Jumping through hoops to please useless bureaucrats is not in my nature. Respect for other people and taking care not to harm them is a different matter, but 15.5 miles an hour? I'm seventy and I can easily do a good bit more than that on the flat.
Firstly that is unfair to the bureacrats who are far from useless. Secondly, like so many in here, you are completely missing the point.
Pedelecs are not electric bicycles, they are electric assist bicycles. They are not about speed, as you remark, you like many can ride much faster than the assist limit on the flat so you don't need assistance to go faster. Pedelecs are about assistance when it is needed such as uphill or against head winds.
The legislators set the speed and power limits where they are because they have to, not because they are useless. Those limits are just before they start to collide with motor vehicle law. Attempt to make the assist speed limit 20 or 25 mph as many want and the Moped manufacturers and dealers start to kick off, demanding they are freed from any bureacracy too.
It's been tried and it's failed. Germany and Switzerland introduced so called speed pedelecs, assisted up to 28 mph (45kph) and later with up to 500 watts rating to help get to those speeds. The Netherlands followed and had to concede to some of the moped demands for equal treatment. The result was chaos and an uproar from cyclists, since their excellent cycle paths were suddenly invaded by not only faster speed pedelecs but also by all the mopeds using the same 28 mph speed limit, scaring the life out of cyclists and causing a jump in accidents.
France had announced that it was going to introduce speed pedelecs a couple of years ago, but when they saw what had happened in The Netherlands they permanently cancelled that plan. Of well over 30 countries throughout Europe, the only other country to have introduced speed pedelecs has been Denmark, but like The Netherlands now, only with additional restrictions.
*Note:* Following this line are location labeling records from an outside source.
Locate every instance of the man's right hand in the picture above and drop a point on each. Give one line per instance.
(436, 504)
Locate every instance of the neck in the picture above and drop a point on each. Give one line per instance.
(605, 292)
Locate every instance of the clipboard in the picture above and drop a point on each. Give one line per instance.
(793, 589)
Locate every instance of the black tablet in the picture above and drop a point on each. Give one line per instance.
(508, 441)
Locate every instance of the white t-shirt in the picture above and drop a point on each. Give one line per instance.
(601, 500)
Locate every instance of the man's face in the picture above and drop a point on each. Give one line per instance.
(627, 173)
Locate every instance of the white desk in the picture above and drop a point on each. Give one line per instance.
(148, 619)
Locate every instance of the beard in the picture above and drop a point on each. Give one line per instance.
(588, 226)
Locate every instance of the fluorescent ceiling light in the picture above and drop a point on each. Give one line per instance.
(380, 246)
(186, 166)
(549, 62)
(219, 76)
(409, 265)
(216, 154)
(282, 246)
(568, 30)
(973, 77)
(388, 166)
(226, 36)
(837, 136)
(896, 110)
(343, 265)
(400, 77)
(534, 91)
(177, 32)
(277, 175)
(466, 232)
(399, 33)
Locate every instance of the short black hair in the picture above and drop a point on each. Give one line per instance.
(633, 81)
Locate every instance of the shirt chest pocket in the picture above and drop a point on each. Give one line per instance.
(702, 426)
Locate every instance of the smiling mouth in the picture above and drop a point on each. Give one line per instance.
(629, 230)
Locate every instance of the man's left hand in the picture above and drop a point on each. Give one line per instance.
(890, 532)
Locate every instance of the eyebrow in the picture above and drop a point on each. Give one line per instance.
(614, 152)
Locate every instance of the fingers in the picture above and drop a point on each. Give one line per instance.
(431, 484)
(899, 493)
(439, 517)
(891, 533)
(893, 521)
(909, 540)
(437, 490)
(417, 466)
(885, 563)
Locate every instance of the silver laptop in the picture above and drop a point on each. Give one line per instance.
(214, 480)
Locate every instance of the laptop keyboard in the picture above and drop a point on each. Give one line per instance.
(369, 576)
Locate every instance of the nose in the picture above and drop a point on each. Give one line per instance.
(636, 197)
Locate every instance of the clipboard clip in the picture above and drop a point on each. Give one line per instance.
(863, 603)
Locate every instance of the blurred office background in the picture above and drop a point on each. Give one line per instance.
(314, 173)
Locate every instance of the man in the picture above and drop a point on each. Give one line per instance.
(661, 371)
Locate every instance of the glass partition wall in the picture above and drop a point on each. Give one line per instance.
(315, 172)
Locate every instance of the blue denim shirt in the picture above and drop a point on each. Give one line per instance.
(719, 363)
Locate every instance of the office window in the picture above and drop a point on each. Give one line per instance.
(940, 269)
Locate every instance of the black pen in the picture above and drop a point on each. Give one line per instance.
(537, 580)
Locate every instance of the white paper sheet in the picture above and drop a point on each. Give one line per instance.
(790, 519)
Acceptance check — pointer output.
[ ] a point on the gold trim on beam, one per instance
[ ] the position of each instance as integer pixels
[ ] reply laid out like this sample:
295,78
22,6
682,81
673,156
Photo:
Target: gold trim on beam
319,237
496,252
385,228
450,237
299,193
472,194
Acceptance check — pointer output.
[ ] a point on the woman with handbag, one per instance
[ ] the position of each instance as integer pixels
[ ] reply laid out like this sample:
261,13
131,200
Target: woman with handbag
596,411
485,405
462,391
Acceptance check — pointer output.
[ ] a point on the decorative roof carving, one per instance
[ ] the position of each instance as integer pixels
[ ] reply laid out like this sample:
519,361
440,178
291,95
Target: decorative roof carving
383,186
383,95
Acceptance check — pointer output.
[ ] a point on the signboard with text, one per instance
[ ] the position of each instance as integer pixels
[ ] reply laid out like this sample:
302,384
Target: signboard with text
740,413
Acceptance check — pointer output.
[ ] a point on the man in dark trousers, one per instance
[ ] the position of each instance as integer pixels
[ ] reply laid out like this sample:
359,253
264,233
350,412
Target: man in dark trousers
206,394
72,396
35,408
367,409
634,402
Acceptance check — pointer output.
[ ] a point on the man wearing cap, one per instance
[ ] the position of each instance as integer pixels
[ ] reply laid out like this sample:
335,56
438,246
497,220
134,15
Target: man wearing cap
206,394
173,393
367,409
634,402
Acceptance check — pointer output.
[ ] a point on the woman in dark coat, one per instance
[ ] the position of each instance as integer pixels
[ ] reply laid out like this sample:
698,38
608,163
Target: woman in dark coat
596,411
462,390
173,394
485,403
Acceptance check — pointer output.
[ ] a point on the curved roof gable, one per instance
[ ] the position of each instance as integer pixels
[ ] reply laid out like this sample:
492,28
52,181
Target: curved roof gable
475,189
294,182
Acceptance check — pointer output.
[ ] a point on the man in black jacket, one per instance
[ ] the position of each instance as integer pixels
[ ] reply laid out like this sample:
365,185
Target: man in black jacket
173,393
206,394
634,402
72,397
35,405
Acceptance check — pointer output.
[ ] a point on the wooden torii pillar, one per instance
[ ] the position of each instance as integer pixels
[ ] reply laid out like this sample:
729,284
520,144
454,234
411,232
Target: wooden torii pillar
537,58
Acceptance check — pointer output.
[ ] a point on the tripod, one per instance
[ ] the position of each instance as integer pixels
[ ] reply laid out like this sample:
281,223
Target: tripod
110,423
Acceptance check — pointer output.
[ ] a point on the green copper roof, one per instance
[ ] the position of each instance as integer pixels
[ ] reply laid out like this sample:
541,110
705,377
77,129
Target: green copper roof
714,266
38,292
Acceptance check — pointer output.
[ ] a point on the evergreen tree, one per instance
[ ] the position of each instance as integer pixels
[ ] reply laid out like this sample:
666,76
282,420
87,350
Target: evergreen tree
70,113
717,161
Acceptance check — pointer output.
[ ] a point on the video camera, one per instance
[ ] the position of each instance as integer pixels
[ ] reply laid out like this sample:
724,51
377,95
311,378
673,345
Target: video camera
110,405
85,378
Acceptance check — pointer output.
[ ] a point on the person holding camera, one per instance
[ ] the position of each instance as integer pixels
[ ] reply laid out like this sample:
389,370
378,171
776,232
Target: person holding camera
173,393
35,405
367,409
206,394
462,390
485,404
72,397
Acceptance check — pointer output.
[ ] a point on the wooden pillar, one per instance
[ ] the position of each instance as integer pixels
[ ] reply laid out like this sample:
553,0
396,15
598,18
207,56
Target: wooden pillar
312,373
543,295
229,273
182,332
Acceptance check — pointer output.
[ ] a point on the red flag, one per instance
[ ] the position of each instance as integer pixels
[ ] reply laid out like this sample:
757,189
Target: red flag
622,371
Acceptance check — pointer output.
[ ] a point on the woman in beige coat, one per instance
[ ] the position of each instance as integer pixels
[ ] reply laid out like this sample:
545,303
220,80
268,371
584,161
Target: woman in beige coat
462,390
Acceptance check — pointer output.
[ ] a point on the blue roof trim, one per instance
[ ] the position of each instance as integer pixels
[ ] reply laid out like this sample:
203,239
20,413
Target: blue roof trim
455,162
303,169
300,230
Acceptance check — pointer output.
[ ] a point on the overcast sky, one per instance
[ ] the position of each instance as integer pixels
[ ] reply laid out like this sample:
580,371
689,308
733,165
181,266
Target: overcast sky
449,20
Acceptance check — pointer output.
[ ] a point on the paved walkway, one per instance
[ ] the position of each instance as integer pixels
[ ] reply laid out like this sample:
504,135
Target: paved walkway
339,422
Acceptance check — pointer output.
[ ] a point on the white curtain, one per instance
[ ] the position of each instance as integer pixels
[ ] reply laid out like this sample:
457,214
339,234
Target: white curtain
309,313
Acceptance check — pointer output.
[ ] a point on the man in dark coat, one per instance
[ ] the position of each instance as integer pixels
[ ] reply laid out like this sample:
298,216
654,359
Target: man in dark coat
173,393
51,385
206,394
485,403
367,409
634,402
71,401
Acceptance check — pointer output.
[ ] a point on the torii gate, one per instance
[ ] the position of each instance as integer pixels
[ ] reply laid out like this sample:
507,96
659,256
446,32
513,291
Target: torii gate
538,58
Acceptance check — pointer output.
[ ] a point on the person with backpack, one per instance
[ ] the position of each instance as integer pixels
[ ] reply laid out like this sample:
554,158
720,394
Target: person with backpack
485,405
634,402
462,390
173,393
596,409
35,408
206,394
And in those only four countries still having speed pedelecs, all have to be registered with number plates, third part insurance and compulsory helmet wearing at all times. That's what we can expect if we ever won a higher assist limit, real bureacracy. There's even a driving licence group now for motorised vehicles capable of 25 kph (15.5 mph), it's group Q and it could be applied to us in future
Be content with what you have, it's very unlikely to get better and could get far, far worse.